Middleton’s submissions also included a demand for Shahadat to “denounce certain parts of the Qur’an” and to bring a police officer along with him if he gets a massage.
“Ms. Middleton has taken patently untrue ideas about Islam and Muslim men, rooted in Islamophobia, and applied them to Mr. Shahadat,” Cousineau wrote. “She then acted on that stereotyping to deny Mr. Shahadat a service customarily available to the public. This is discrimination in violation of the Human Rights Code.”
Cousineau said that, as “repugnant” as Middleton’s views may be, it’s “unlikely” anything she writes in her decision will change her views. Cousineau wrote Middleton is free to hold her views but, as a business owner, she can’t use them to determine who she will serve.
In filing his complaint, Shahadat wrote it was “truly shocking” to learn “there were people with such strong, wrong viewpoints,” even after being in Canada for 25 years.
“I’ve actually had to work really, really hard to get to where I am with my company, with my people, with our friends. And the fact that all that hard work just goes out the window simply because someone makes a call about what you are based on my colour, my religion, my ethnicity – that was what was really hurtful,” Shahadat wrote.

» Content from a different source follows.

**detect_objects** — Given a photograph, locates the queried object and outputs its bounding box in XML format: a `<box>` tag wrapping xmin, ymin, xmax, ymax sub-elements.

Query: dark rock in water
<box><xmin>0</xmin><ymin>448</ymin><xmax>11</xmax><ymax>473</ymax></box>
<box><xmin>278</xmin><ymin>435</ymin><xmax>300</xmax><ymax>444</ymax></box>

“The fact that I’ve worked so hard to get to where I am, and nothing matters in the end because one look at my face and they make a judgement call on what kind of person I am.”
Cousineau wrote Shahadat’s submission shows the discrimination he faced destabilized his sense of belonging and deprived him of “his right to equal access to the public life of this province.”
Ultimately, Cousineau ordered Middleton to pay $10,000 in compensation for injury to Shahabat’s dignity, feelings and self-respect. She noted this was about half the amount Shahabat asked for, but said the discrimination was “discrete, involving a single denial of service.” Cousineau also ordered Middleton to pay $2,500 for improper conduct during the tribunal process including submitting additional discriminatory materials and threatening to sue Shahabat in B.C. Supreme Court for his claims against her.
“It is unacceptable that, for Mr. Shahadat, the price of enforcing his quasi-constitutional human rights was that he had to endure further anti-Muslim commentary and threats,” Cousineau wrote. “Ms. Middleton’s submissions required Mr. Shahadat to repeatedly engage with content that baselessly associated him with the most vile acts of violence for no other reason that his identity as a Muslim man.